Back in my second year of university, I also realized that there were very few opportunities for the subject that I was studying, and I could not have the opportunities, flexibility, and, of course, salaries that I wanted in the field that I was studying. So I started to explore other fields that have a bright future and opportunities.

I decided to move to the data science field, finished a 5-month online course and now I doing my last-year thesis using my Machine Learning skills that I have learned so far.

Let’s be honest, data science/ML is a combination of coding, statistics, math, communication, and understanding business problems. If you are preparing for a job right now, then you have to learn both soft and hard skills. But if you are a student and want to start learning ML right now, my suggestion is to focus on learning the hard skills (coding, math, doing projects, and business theory).

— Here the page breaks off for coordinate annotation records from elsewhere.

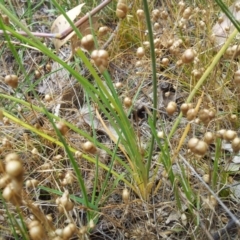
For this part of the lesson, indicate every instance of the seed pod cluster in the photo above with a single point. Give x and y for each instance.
(64, 202)
(100, 58)
(122, 9)
(12, 179)
(197, 146)
(206, 115)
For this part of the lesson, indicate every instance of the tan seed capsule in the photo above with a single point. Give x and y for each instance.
(87, 42)
(125, 195)
(188, 56)
(140, 52)
(103, 30)
(36, 232)
(14, 168)
(192, 143)
(122, 10)
(191, 114)
(208, 137)
(89, 147)
(236, 144)
(229, 135)
(37, 74)
(201, 148)
(206, 178)
(127, 102)
(171, 108)
(221, 132)
(140, 14)
(11, 80)
(62, 127)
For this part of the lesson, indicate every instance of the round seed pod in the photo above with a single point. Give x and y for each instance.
(206, 178)
(203, 115)
(37, 74)
(62, 127)
(68, 231)
(87, 42)
(14, 168)
(122, 10)
(103, 30)
(237, 77)
(125, 195)
(11, 80)
(221, 132)
(127, 102)
(192, 143)
(140, 52)
(191, 114)
(187, 13)
(8, 193)
(165, 62)
(185, 107)
(48, 97)
(229, 135)
(201, 148)
(188, 56)
(12, 157)
(89, 147)
(208, 137)
(171, 108)
(140, 14)
(236, 144)
(36, 232)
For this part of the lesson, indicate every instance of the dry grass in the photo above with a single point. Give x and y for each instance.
(185, 209)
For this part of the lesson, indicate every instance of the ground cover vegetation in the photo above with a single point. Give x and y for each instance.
(119, 119)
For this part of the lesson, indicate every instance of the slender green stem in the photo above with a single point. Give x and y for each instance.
(154, 79)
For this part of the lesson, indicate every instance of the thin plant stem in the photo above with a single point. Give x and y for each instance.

I will be writing this blog for students like me who are planning to learn ML in addition to their academic study and apply this skill in his field and after graduation, he can move to the DS/ML field completely.

So let’s start!

Stage-1) Coding:
You need to start with a programming language. Python and R are the two most popular language in data science field.you can go with any of these.But my suggestion is to go with Python. Becouse Python is really easy to learn, and there are things that cannot be done with it: web development, app development, and data analysis. Python is like the One Man Army! I totally love Python.

• Topics
Variables, Numbers, and Strings
Lists, Dictionaries, Sets, and Tuples
o If condition, for loop
Functions, Lambda Functions
Modules (pip install)
o Read and write files
Exception handling
Classes, Objects

these basic topics are enough for beginees and move to next stage.

Stage-2) Data Analysis and Visualization:
Numpy, Pandas, Data Visualization Libraries (Matplotlib and Seaborn)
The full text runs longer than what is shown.